All in all I think redknapp is a better manager. Whats more he's got control of transfers.


Well-Known Member
May 12, 2005
Allygold, YOU are the reason why I switched to SC and as much as I've enjoyed other people's articles it's so very good to have you back. Hopefully we'll now get to see and read a lot more from you.

Martin Jol, in my book, has been the best manager Spurs have had for a long while and I'll never forget what an inspiration he was for the majority of us. With his departure, I for one, lost confidence in Levy and our so called board of directors for dabbling in areas where they shouldn't have.

However, time moves on and we now have 'Arry the architect of the amazing turn around from the Ramos fiasco, and who now earnt our respect and support.
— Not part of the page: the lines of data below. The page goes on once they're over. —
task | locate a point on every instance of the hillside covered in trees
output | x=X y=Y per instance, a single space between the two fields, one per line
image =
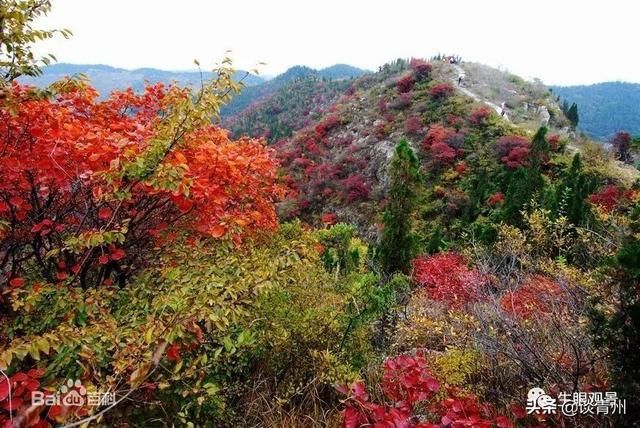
x=605 y=108
x=421 y=246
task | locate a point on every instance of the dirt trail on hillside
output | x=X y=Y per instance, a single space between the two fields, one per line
x=461 y=74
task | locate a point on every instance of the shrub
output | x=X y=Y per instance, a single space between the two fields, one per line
x=406 y=83
x=355 y=188
x=447 y=279
x=513 y=151
x=479 y=116
x=420 y=67
x=537 y=295
x=441 y=91
x=413 y=125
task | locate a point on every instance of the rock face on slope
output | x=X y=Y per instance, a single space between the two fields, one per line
x=337 y=161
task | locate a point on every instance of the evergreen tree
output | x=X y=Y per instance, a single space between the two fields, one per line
x=570 y=198
x=526 y=182
x=572 y=115
x=398 y=243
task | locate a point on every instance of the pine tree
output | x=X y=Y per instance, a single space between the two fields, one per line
x=572 y=115
x=398 y=243
x=526 y=182
x=571 y=194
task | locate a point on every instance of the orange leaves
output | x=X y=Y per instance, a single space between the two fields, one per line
x=218 y=231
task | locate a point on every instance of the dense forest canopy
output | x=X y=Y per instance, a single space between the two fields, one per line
x=401 y=248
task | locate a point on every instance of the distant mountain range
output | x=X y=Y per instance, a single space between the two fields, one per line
x=107 y=79
x=605 y=108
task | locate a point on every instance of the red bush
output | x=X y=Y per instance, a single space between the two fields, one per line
x=496 y=199
x=513 y=151
x=461 y=167
x=329 y=123
x=535 y=297
x=441 y=91
x=329 y=219
x=413 y=124
x=420 y=67
x=609 y=197
x=479 y=116
x=447 y=279
x=436 y=143
x=406 y=381
x=355 y=188
x=406 y=84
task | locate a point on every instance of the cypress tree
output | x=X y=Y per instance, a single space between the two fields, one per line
x=398 y=243
x=572 y=115
x=526 y=182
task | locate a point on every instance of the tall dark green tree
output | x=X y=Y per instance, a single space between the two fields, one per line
x=570 y=198
x=398 y=243
x=572 y=115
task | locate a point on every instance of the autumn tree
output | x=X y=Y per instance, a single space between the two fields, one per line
x=572 y=115
x=398 y=243
x=616 y=324
x=17 y=34
x=571 y=194
x=526 y=182
x=621 y=143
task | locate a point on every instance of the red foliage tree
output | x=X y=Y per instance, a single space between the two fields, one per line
x=98 y=173
x=441 y=91
x=536 y=296
x=406 y=83
x=447 y=279
x=355 y=188
x=420 y=67
x=609 y=198
x=621 y=143
x=329 y=123
x=436 y=143
x=513 y=151
x=479 y=116
x=407 y=381
x=495 y=199
x=413 y=124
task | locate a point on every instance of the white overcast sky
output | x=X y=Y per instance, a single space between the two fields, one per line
x=560 y=42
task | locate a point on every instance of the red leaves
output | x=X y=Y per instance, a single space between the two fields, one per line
x=105 y=213
x=329 y=123
x=479 y=116
x=495 y=199
x=536 y=296
x=441 y=91
x=447 y=279
x=329 y=219
x=420 y=67
x=173 y=352
x=16 y=282
x=64 y=159
x=413 y=124
x=407 y=380
x=609 y=198
x=513 y=151
x=437 y=144
x=406 y=83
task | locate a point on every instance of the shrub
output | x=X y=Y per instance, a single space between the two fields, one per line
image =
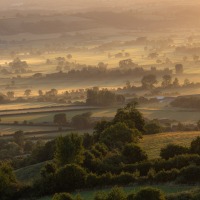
x=167 y=176
x=172 y=150
x=100 y=196
x=62 y=196
x=133 y=153
x=195 y=146
x=131 y=196
x=70 y=177
x=190 y=174
x=116 y=194
x=150 y=194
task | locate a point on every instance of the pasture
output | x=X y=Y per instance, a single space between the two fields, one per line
x=167 y=189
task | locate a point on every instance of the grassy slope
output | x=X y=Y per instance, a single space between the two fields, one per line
x=167 y=189
x=30 y=173
x=153 y=143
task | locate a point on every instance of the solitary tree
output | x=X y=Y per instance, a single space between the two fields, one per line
x=11 y=94
x=179 y=69
x=149 y=81
x=60 y=119
x=27 y=92
x=19 y=138
x=69 y=149
x=167 y=79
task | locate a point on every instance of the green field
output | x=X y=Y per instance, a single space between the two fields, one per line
x=150 y=143
x=167 y=189
x=153 y=143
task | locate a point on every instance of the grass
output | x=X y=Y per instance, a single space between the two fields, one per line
x=153 y=143
x=30 y=173
x=167 y=189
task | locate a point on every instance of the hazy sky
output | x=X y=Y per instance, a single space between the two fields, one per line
x=52 y=4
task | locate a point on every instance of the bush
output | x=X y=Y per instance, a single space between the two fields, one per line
x=166 y=176
x=62 y=196
x=150 y=194
x=190 y=174
x=172 y=150
x=70 y=177
x=131 y=196
x=100 y=196
x=152 y=128
x=195 y=146
x=133 y=153
x=116 y=194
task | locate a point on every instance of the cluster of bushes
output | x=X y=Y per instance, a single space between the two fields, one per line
x=143 y=194
x=186 y=102
x=98 y=97
x=119 y=194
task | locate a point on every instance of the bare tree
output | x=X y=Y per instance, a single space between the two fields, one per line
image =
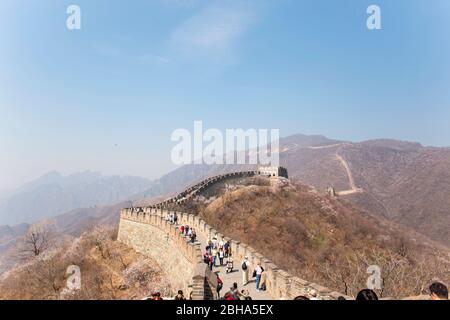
x=35 y=242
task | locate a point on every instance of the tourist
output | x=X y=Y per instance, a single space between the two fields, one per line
x=219 y=285
x=366 y=294
x=257 y=273
x=438 y=291
x=214 y=255
x=221 y=256
x=180 y=296
x=226 y=247
x=193 y=235
x=245 y=266
x=245 y=295
x=235 y=292
x=175 y=218
x=262 y=282
x=301 y=298
x=313 y=294
x=229 y=264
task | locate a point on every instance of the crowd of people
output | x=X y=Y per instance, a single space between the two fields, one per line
x=218 y=254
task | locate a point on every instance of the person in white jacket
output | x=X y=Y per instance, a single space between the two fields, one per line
x=245 y=266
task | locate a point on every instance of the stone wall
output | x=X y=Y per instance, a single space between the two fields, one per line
x=151 y=235
x=141 y=234
x=147 y=231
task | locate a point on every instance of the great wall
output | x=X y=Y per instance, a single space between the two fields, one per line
x=146 y=230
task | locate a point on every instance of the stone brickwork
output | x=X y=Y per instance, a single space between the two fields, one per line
x=151 y=235
x=147 y=231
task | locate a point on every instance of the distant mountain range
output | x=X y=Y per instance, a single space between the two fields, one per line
x=53 y=194
x=402 y=181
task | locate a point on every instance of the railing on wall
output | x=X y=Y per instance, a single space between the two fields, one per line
x=280 y=284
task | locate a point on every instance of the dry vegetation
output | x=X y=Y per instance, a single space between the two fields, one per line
x=109 y=270
x=326 y=240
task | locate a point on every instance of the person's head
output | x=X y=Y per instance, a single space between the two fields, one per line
x=366 y=294
x=438 y=291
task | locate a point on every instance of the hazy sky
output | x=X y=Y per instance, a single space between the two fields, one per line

Hopefully he'll prove the Messiah we are so desperately looking for to return the true Glory Glory days to W.H.L.

Bienvenido Ally.



Well-Known Member
May 17, 2005
Nice read Ally, thanks for posting. I should get a copy of your book. That line about the old wound is a good one too.

It's pretty disappointing to see some people touting the director of football as anything other than a negative for our club. We did the experiment and it failed fairly miserably. Yet some on here would like to replicate it again.

The thing that bothered me most about the Jol episode, was that he had a really solid CV and was an obvious football man who is interested in the bigger picture issues and history of football. He was also a success at Spurs. But our chairman chose to back the opinion of the Suit from Monaco, who had no real CV to speak of and whose footballing philosophy is unknown (if it exists). The direction of our club was entrusted to this guy!

It was a crazy time and will always make me suspect Levy's judgement. Levy hung his hat on the DoF system, and it's amazing that he didn't find himself in an untenable position when it collapsed. He's not all bad, but it's not necessarily a good thing that such a collapse would happen and our board has no-one else to step up to replace the man behind it. It also highlights that no matter how well Harry does, he could get the boot sometime, even if he gets a top 5 finish or two under his belt.

To a similar extent, Ramos was touted by some Jol-out merchants as the 2nd coming of Bill Nick. But a look through his CV showed some pretty average or below-average achievment and short-termism prior to Sevilla. And he didn't speak the language, which while not a pre-requisite, we had some experience of the problems it brings (Santini).

I suspect many of those who wanted Jol out, wanted Ramos in, don't like Harry the cockney half-wit, are very upset with Keane when he scores 4 in one game, and are beside themselves that Gio doesn't play every game (he played for Barca, by the way).

Long post. Old wound indeed.


Active Member
Jun 5, 2004
Great article Ally, almost brought a tear to my eye. Jol may not have achieved as much as he wanted (or some misguided fools demanded), but he gave us back our self-respect.